The Design, Productization, and Evaluation of a Serverless Workflow-Management System

June 21, 2019 · 1 minute read

Abstract The need for accessible and cost-effective IT resources has led to the near-universal adoption of cloud computing. Within cloud computing, serverless computing has emerged as a model that further abstracts away operational complexity of heterogeneous cloud resources. Central to this form of computing is Function-as-a-Service (FaaS); a cloud model that enables users to express applications as functions, further decoupling the application logic from the hardware and other operational concerns. Although FaaS has seen rapid adoption for simple use cases, there are several issues that impede its use for more complex use cases. A key issue is the lack of systems that facilitate the reuse of existing functions to create more complex, composed functions. Current approaches for serverless function composition are either proprietary, resource inefficient, unreliable, or do not scale. To address this issue, we propose an approach orchestrate composed functions using reliably and efficiently with workflows.

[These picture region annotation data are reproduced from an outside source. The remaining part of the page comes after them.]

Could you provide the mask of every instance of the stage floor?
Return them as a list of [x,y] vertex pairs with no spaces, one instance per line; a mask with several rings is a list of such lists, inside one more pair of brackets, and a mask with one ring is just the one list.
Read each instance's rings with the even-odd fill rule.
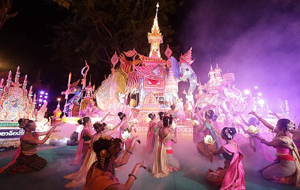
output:
[[[116,171],[116,176],[120,181],[124,183],[128,174],[137,162],[144,160],[150,169],[153,165],[153,154],[148,155],[144,152],[146,139],[140,137],[142,144],[136,144],[134,154],[128,164]],[[72,166],[68,163],[74,159],[77,147],[64,146],[48,149],[38,152],[38,155],[48,161],[47,166],[42,170],[28,174],[0,175],[0,189],[5,190],[66,190],[64,186],[70,182],[62,179],[62,176],[76,172],[80,166]],[[152,178],[149,171],[140,169],[138,174],[138,179],[134,182],[132,190],[218,190],[216,187],[207,184],[204,176],[210,168],[216,170],[222,167],[223,161],[210,164],[205,158],[197,152],[196,144],[189,141],[180,140],[174,146],[174,155],[178,159],[180,166],[178,171],[172,173],[168,177],[156,179]],[[270,151],[273,151],[270,149]],[[273,151],[274,152],[274,151]],[[2,154],[2,153],[0,153]],[[243,161],[245,170],[245,179],[247,190],[296,190],[292,186],[274,184],[264,180],[257,171],[268,164],[261,159],[260,155],[248,155],[245,154]],[[11,158],[0,160],[0,167],[6,164]],[[260,160],[262,159],[262,160]],[[82,187],[72,189],[82,190]]]

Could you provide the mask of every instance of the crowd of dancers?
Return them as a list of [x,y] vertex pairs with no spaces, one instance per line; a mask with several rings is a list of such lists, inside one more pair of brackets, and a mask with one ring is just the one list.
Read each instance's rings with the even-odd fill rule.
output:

As a prototype, we design and implement Fission Workflows: an open-source serverless workflow system which leverages the characteristics of serverless functions to improve the (re)usability, performance, and reliability of function compositions. We evaluate our prototype using both synthetic and real-world experiments, which show that the system is comparable with or better than state-of-the-art workflow systems, while costing significantly less. Based on the experimental evaluation and the industry interest in the Fission Workflows product, we believe that serverless workflow orchestration will enable the use of serverless applications for more complex use cases.